Any feeder can make use of the KUKSA.val client library to interact with KUKSA.val using VISS.

Applications

Applications are accessing vehicle signals through KUKSA.val. The following figure shows common patterns:

Application patterns

A standard application ("Application)" will request data from KUKSA.val and "do something" with it. As simple example is gathering some signals and visualizing them. The node.red examples in KUKSA.val are an example of this pattern.

Often data needs to be made available in the cloud, or other vehicle-external system. Especially when connected via cellular networks, being hidden behind NATs or using dynamic IP addresses, the VISS pattern of contacting a VISS server is not a good fit. The common pattern is, that the vehicle pushes relevant data, using suitable IoT protocols and potentially dealing with buffering and connection loss. This is the "Cloud Adapter" pattern. An example is the KUKSA.val S3 uploader.

As a VSS data catalogue can contain signals of different abstraction levels, often higher level signals depend on lower level ones. Thus a KUKSA.val application might use data from some signals to calculate the value of of others (Signal Refinement). An example is, taking current battery voltage and other low level signals from the battery system to calculate a state-of-charge and pushing it back. Another service might use state of-charge, system and ambient temperature to calculate remaining range.

Any application can make use of the KUKSA.val client library to interact with KUKSA.val using VISS.

Where to deploy KUKSA.val in a vehicle

The idea behind VSS and KUKSA.val is, to provide a single entry point to all vehicle data. As in a real vehicle data is distributed and not all domains need access to all data you might opt to run several servers, each providing a subset of all vehicle data. This can also increase resiliency of the system and allows to separate safety domains.

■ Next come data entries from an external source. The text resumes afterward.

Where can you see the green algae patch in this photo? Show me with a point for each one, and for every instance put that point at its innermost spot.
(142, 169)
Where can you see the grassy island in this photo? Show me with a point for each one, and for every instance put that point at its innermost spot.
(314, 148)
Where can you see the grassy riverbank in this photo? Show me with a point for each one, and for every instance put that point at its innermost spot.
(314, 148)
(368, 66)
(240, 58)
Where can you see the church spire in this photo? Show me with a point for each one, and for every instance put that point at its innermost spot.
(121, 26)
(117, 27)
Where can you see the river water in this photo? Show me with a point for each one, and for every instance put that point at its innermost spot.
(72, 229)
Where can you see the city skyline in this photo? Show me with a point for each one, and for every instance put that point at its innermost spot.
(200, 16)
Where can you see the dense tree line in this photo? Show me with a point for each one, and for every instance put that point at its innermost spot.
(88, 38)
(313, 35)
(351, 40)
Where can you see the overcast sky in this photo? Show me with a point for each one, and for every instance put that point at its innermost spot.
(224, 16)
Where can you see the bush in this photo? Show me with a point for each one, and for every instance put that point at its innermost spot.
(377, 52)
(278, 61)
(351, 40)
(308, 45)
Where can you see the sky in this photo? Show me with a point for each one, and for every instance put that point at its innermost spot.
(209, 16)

What is considered a suitable deployment is very much dependent on the vehicle architecture and the scope of data managed in VSS.

The following figure shows possible patterns:

Deployment patterns

We assume the primary vehicle computer contains the fully populated VSS model for that vehicle. That is the simplest deployment and expected in simple vehicles, that might only have one computer able to run KUKSA.val and protocols such as VISS.

In a redundancy scenario there may be a backup vehicle computer with a KUKSA.val server instance that is kept in sync, so that in case of a failover, the last known data is available for all VSS data points. We assume an optimized VSS Sync component to be used that might deal with one-way or two-way syncs. Currently KUKSA.val does not include a sync mechanism.

A vehicle can have additional domain controllers such as the powertrain controller. The Powertrain controller can use VSS to manage internal data not relevant to other domains as well as accessing other VSS data relevant to powertrain functionality provided by the central vehicle computer.

The Infotainment/Displays example extends this pattern, where the system subscribes needed data from the central Vehicle Computer (e.g. data that needs to be visualized), but also feeds data back to main VSS model (e.g. if a driver sets charge limits in the UI).